Corona now first stands for the top of the head, as in page 51:
‘Crounes thai gun crake.’
THE EAST MIDLAND DIALECT.
(About A.D. 1280.)
King Edward was now fastening his yoke upon Wales. The first Mercian poem of this time that I shall notice is the piece called The Harrowing of Hell, the earliest specimen of anything like an English dramatic work. It may have been written at Northampton or Bedford. The text has been settled (why did no Englishman take it in hand, and go the right way to work?) by Dr. Mall of Breslau. With true German insight into philology, he has compared three different English transcripts: a Warwickshire (?) one of 1290; a Herefordshire one of 1313; and a Northern one of 1330.[1] Again we see the Midland tokens; the Present Plural in en, the almost invariable disuse of the prefix to the Past Participle, the substitution of noht for ne, have I for habbe ich.
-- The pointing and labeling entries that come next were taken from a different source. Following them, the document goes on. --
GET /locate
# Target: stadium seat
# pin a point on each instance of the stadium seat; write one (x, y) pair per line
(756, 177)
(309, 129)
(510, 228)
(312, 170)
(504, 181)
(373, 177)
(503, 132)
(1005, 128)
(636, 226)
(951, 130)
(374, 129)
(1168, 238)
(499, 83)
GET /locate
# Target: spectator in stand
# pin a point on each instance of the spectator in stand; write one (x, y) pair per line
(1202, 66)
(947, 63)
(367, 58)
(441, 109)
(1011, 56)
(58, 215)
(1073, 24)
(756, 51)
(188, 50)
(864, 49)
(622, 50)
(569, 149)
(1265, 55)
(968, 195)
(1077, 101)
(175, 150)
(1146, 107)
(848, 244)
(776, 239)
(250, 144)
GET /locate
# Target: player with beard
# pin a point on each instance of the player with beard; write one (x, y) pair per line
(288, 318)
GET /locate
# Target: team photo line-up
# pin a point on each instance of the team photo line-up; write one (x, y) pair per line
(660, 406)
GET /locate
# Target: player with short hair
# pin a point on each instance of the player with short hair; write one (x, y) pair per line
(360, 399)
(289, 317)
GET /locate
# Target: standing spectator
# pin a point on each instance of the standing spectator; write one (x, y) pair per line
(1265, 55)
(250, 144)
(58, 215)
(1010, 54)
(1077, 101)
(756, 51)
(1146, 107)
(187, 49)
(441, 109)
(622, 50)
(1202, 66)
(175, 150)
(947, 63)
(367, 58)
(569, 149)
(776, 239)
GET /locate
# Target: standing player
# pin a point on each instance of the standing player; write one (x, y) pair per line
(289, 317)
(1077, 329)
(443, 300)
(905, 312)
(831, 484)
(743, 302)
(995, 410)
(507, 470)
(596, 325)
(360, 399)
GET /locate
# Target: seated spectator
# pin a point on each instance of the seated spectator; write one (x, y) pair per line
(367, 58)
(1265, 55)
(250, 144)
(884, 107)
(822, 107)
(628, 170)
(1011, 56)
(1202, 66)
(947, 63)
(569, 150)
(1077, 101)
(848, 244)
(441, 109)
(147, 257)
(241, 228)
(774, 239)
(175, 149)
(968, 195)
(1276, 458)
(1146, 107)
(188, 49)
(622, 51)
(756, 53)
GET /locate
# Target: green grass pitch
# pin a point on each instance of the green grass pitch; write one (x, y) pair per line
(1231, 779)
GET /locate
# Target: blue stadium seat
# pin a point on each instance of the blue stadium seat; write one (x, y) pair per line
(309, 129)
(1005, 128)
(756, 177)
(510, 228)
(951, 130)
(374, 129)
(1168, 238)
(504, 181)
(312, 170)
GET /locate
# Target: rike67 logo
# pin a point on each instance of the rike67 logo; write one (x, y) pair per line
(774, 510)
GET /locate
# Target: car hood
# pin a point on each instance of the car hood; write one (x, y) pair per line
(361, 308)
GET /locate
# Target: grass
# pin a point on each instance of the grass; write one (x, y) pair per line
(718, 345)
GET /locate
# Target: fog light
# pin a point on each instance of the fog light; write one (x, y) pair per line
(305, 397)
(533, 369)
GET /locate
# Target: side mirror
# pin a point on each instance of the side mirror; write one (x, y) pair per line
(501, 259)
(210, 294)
The author wrote kin and man, not the Southern kun and mon, since the words are made to rime with him and Abraham. The old a is sometimes, but not always, replaced by o; the poet's rimes prove him to have written strong, not strang; he had both ygan and ygon, riming respectively with Sathan and martirdom. The plural form honden,
- ↑ The Latin donec is rendered in the Herefordshire manuscript by o þat, a relic of the old Southern English form; in the other two manuscripts it is the Danish til þat.